One question kept rolling around in my head: Is life just a lottery ticket?
Does one person get a family and happiness while another ends up under a pier?
And that’s when I met Jones.
He was a peculiar old man who happened to show up one night underneath the pier where I was living. He was a friend when I didn’t have one and told me the truth when I didn’t want to hear it.
Jones taught me more than anyone else I’ve ever met, and if it weren’t for these three lessons in particular, I might still be under that pier:
1. Successful people read. A lot.
That very first night I met Jones under the pier, he asked me a question before he left: “Do you read?”
As I nodded, he added, “I’m not asking if you can read; I’m asking if you do.”
At that point in my life, I’d always been more of a Sports Illustrated kind of guy when it came to reading, so I wasn’t too excited when Jones pulled three small, orange hardcover books from his suitcase.
Seeing the names on the books, I asked, “Biographies?”
“No, he said, with a twinkle in his eye, “adventure stories! Success, failure, romance, intrigue, tragedy, and triumph—and the best part is that every word is true!”
What he said next is something that has stuck in my mind forever: “Remember, young man, experience is not the best teacher. Other people’s experience is the best teacher. By reading about the lives of great people, you can unlock the secrets to what made them great.”
I read Winston Churchill until dawn. When I finished the three Jones left me, I returned them to the library and checked out three more. Over time, I read more than 200 biographies. The insights into what it takes to be successful, combined with action, are what got me out from under the pier.
2. Don’t be average.
Jones had many sayings—things that seemed like they should be on a poster in a classroom or etched on a monument somewhere.

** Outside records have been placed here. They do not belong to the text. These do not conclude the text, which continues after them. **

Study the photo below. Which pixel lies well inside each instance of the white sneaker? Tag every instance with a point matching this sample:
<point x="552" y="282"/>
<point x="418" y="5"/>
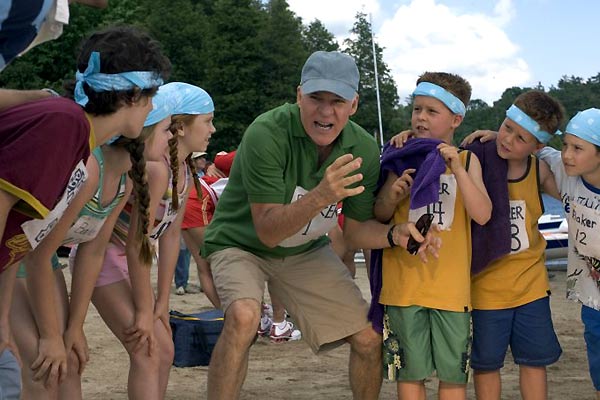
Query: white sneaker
<point x="284" y="334"/>
<point x="267" y="310"/>
<point x="264" y="327"/>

This one has been a source of confidence and encouragement every time I’ve attempted to do something that made everyone in my life think I was crazy (like doing stand-up comedy, becoming a speaker, and writing a best-selling novel).

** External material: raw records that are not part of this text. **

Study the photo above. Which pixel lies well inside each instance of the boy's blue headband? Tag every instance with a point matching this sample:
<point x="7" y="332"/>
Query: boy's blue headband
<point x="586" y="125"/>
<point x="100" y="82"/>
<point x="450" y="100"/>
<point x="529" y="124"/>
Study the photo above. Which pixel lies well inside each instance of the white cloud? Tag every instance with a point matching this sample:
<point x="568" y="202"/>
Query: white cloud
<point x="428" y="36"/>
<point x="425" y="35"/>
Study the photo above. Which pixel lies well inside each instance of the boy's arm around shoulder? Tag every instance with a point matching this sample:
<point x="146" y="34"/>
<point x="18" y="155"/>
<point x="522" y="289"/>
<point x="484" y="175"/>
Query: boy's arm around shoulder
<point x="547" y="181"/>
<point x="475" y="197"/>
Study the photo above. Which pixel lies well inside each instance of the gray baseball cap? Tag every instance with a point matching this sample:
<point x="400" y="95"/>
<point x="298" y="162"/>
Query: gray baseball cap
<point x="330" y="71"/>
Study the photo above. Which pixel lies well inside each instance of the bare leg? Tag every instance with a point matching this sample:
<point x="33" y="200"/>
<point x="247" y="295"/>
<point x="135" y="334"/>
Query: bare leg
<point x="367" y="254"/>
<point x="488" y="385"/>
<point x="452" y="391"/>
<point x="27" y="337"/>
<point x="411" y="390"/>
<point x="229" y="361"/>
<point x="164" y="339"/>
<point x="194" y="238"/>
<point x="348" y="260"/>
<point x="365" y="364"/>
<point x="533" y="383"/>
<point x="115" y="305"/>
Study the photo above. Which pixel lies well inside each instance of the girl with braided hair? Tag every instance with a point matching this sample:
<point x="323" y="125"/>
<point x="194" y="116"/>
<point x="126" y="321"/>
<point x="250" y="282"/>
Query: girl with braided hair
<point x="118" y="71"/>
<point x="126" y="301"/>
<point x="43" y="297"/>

“If you are doing what everyone else is doing, you are doing something wrong. Because most people are not obtaining results that are considered extraordinary.”
Do you want extraordinary results in your life? If you’re on this website, the answer is most likely “yes.” If that’s the case, then it is critical that you differentiate the way you think from the vast majority of people. If you don’t, you will continue to achieve results in your life that are merely average.
And extraordinary people are not average.
3. Become a “noticer.” (Keep things in perspective)
I never found out what Jones did for a living, or even where he slept for that matter. He simply always seemed to be “around.”
He, however, did have a name for what he did—he called himself a “noticer.”
“While others may be able to sing well or run fast, I notice things that other people overlook,” he explained. “I notice things about situations and people that produce perspective. That’s what most folks lack—perspective—a broader view.”
That “broader view” is exactly what Jones gave me, and taught me to give others.
One day shortly after we met, Jones said he had a feast to share with me. At that time, I was a “one-meal-a-day” kind of guy, so you can imagine my excitement. That excitement, however, soon turned to disappointment when I saw that his “feast” consisted of a couple tins of Vienna sausages and sardines.
Since passing on a meal wasn’t really an option, I went ahead and ate with the old man. It wasn’t long before he resumed his habit of asking me annoying questions to which I thought the answers were obvious.
“What are you eating?” was the question this time.
Incredulous, I replied, “Vienna sausages and sardines…”
“In the sand.”
He smiled to himself and kept eating. “I thought so,” he mumbled.
Now I was mad. “What are you talking about?” I demanded.
“Young man,” he said, “you see only the sand at your feet and what you are eating that you wish was something else. Incidentally, you ate sardines and Vienna sausages in the sand. I dined on surf and turf with an ocean view.”
He slapped me on the back and quickly added, “It’s all about perspective.”
Think about this as you go through your day—what in your life are you currently looking at with the wrong perspective? What seemingly bad situations could actually be blessings in disguise?
Our realities are always shaped and molded by our perspective. If you want your reality to be defined by success, know this—a lack of perspective will make even your greatest successes seem like failures.
Stop for a moment. Look. Listen. Learn. Watch for opportunities to provide perspective. And when you do, don’t keep it to yourself. Those who bring perspective to others are often accepted as leaders and valued greatly in today’s world.